Experiment tracking¶

Compliance Info

Below we map the engineering practice to articles of the AI Act, which benefit from following the practice.

Art. 11(1) in conjunction with Annex IV (Technical Documentation), in particular:
- Annex IV(3): Documentation of accuracy measures on a reference dataset as an expected level of accuracy
Art. 12, in particular:
- Art. 12(2)(a): Backtracking to used training data
Art. 13(3)(b)(ii), Art. 15(3) experiment tracking captures used performance metrics and levels of accuracy
Art. 14(4)(a), understand the limitation of the underlying model by interpreting performance on reference data

Motivation¶

AI models are typically trained on large amounts of data, using lots of compute resources.
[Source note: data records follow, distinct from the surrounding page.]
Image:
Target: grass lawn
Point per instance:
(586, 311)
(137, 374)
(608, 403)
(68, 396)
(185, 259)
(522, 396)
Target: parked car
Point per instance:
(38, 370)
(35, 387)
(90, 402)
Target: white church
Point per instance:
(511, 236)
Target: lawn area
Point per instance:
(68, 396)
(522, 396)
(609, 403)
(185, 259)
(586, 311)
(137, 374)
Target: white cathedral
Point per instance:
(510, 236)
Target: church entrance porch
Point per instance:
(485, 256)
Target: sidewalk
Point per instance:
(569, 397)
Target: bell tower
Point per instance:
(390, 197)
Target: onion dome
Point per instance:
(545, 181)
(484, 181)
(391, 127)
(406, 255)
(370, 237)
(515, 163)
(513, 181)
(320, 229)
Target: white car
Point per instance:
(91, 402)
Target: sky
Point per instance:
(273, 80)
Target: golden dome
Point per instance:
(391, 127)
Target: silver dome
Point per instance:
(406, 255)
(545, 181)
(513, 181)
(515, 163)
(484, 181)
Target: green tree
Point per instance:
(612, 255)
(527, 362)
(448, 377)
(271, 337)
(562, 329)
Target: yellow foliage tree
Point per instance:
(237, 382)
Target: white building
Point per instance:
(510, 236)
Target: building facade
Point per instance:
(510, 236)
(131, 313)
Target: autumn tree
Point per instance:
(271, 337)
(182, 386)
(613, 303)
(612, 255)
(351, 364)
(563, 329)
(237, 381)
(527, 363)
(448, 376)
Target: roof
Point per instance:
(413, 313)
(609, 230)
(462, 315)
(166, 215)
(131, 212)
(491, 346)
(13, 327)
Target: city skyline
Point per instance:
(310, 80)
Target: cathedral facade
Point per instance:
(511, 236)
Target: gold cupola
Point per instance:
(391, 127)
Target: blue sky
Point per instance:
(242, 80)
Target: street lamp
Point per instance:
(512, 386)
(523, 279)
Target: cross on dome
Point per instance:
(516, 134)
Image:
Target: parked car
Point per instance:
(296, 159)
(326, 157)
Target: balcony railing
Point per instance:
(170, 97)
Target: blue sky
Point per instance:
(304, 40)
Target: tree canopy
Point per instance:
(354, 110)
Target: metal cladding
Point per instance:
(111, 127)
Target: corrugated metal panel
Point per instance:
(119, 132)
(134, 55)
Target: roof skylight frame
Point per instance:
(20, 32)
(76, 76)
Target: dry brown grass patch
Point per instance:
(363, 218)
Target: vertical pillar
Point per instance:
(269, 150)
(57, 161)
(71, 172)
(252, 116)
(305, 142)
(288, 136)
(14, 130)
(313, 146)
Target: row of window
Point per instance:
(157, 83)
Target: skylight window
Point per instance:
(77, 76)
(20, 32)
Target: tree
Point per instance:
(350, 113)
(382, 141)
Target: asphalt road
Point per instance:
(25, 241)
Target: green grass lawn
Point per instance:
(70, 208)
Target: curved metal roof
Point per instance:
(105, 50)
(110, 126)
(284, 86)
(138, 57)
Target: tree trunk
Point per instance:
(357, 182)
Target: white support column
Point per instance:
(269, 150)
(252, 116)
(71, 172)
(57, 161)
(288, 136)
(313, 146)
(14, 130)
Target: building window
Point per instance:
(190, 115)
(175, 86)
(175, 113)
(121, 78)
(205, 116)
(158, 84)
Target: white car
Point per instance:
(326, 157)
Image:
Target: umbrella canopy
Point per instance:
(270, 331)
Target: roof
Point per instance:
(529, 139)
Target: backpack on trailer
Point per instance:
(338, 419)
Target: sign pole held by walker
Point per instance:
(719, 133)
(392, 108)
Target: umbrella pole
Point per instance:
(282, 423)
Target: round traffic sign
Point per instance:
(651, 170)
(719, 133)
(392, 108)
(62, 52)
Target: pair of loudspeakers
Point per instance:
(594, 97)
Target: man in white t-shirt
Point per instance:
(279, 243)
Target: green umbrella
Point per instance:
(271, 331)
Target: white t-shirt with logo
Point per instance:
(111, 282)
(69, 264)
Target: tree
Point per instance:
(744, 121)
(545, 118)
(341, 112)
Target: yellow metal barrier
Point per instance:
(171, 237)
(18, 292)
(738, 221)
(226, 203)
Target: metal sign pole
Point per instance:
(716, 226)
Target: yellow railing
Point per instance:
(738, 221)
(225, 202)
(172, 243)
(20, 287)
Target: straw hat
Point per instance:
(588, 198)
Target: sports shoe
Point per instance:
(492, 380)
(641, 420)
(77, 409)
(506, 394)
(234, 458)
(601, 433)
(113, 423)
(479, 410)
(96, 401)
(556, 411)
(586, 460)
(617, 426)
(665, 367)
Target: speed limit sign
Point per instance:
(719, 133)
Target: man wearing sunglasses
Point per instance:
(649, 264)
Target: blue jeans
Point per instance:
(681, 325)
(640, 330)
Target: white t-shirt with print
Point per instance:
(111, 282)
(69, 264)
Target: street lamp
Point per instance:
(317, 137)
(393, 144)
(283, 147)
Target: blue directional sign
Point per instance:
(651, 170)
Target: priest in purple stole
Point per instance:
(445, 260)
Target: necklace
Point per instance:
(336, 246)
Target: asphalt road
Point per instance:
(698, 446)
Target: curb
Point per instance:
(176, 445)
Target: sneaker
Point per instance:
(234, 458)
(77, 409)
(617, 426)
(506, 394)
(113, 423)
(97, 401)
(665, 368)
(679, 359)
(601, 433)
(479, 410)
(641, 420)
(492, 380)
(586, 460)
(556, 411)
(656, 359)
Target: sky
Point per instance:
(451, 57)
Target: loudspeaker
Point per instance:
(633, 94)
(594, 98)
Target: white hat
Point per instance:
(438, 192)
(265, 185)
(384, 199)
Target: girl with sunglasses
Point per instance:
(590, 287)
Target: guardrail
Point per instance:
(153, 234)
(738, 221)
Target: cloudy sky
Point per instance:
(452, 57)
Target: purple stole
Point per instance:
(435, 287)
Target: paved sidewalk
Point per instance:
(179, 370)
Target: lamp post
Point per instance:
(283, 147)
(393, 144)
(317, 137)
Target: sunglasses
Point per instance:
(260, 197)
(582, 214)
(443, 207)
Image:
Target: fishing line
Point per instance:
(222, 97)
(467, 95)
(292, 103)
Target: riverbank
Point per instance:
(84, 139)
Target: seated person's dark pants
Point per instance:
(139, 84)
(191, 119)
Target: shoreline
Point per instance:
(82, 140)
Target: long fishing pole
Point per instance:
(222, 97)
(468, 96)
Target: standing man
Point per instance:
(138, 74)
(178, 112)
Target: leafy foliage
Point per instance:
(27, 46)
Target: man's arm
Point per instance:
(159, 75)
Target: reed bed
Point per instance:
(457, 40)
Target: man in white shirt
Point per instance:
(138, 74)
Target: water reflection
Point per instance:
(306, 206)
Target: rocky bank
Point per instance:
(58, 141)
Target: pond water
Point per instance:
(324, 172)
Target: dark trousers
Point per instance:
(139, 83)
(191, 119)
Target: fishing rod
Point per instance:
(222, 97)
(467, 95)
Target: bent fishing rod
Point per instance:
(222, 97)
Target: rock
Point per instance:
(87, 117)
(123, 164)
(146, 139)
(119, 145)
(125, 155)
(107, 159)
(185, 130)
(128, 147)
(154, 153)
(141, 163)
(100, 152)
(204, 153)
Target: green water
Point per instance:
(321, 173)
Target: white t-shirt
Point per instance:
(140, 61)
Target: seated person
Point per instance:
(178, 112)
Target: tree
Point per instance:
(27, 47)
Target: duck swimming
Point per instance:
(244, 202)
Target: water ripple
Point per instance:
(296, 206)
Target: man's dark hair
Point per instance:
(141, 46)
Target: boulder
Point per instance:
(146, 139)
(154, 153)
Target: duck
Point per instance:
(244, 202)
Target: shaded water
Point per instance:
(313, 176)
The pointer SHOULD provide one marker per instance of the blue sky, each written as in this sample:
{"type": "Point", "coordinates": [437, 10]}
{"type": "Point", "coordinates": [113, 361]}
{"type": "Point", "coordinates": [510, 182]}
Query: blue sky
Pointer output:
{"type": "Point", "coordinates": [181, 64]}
The outputs that a trained model generates depend on many factors, like which version of a dataset was used (for more information, refer to the data versioning section), what configurable attributes (also called hyperparameters) were used for the training, but also training techniques used like batching, which optimization target, and many more.

The sum of all choices for the training of an AI model is often called an experiment. Consequently, with so many moving parts and choices in an experiment, extensive documentation is needed to make training workflows transparent to practitioners, decision makers, and users alike. Moreover, tracking all this information is necessary to achieve reproducibility of an experiment.

A lot of ML/AI projects therefore use some form of experiment tracking solution to help with visualizing experiments, evaluating model performance, and comparing the performance between different experiments.

Implementation notes¶

A vital aspect of experiment tracking software is to diligently mark the outputs (artifacts) of your training workflows to ensure reproducibility and a good overview on the situation. This typically includes, but is not limited to,

versions of training and evaluation data, either raw or pre-processed, ideally in conjunction with data versioning,
hyperparameters giving as much information as possible in order to accurately reproduce experiments across platforms,
metrics and statistics giving information about the performance of the newly trained model.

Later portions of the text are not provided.